Le syndrome du lait toxique est souvent pointé du doigt lorsqu’une portée de nouveau-nés présente des troubles digestifs soudains ou une mortalité inexpliquée. Mais qu’en est-il réellement ? S’agit-il vraiment d’un lait devenu « poison » ou d’autres facteurs sont-ils en jeu ?
Qu’est-ce que le syndrome du lait toxique ?
Ce syndrome désigne une affection des nouveau-nés causée par une contamination bactérienne (ou par des toxines) du lait maternel.
Apparition : Généralement entre le 6ème et le 10ème jour après la naissance, parfois dès les deux premiers jours.
Symptômes : Douleurs abdominales, diarrhées, et dans les cas les plus graves, le décès d’un ou plusieurs chiots de la portée.
Le lait est rarement stérile
Il est important de savoir que la simple présence de bactéries dans le lait ne signifie pas que la chienne est malade.

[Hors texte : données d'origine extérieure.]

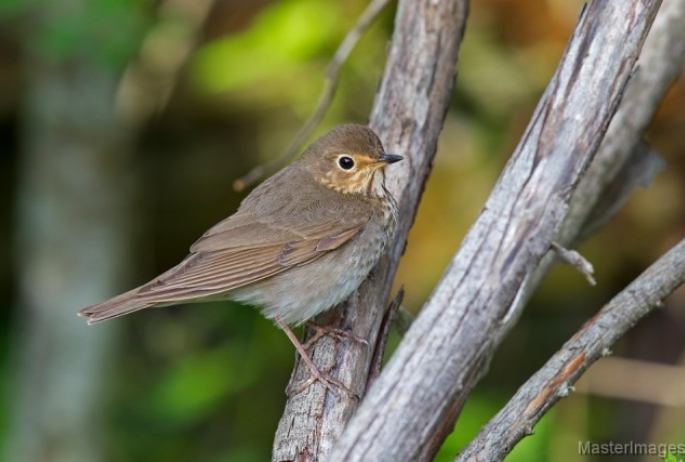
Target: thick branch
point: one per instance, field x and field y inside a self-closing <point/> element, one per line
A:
<point x="434" y="366"/>
<point x="408" y="115"/>
<point x="553" y="381"/>
<point x="623" y="162"/>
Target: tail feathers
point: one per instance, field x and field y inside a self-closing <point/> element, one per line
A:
<point x="120" y="305"/>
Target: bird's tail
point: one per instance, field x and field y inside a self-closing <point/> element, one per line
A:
<point x="120" y="305"/>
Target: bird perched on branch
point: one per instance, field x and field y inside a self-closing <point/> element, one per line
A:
<point x="300" y="243"/>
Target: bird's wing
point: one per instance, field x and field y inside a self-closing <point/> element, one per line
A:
<point x="243" y="249"/>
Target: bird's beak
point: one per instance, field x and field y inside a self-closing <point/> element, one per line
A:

Un microbiote spécifique : Chez 90 % des chiennes en bonne santé, des souches bactériennes (staphylocoques, entérocoques, E. coli, etc.) sont naturellement présentes dans le colostrum et le lait.
Contamination externe : Les chiots peuvent contracter des bactéries par d’autres voies que l’allaitement : peau, salive, fèces ou sécrétions vaginales de la mère, mais aussi via l’environnement.
La mammite : quand le lait devient un risque
Le véritable danger survient lorsque la chienne développe une mammite (inflammation des glandes mammaires).
Mammite clinique : Les mamelles sont gonflées, chaudes et douloureuses. La température de la chienne augmente et l’aspect du lait change.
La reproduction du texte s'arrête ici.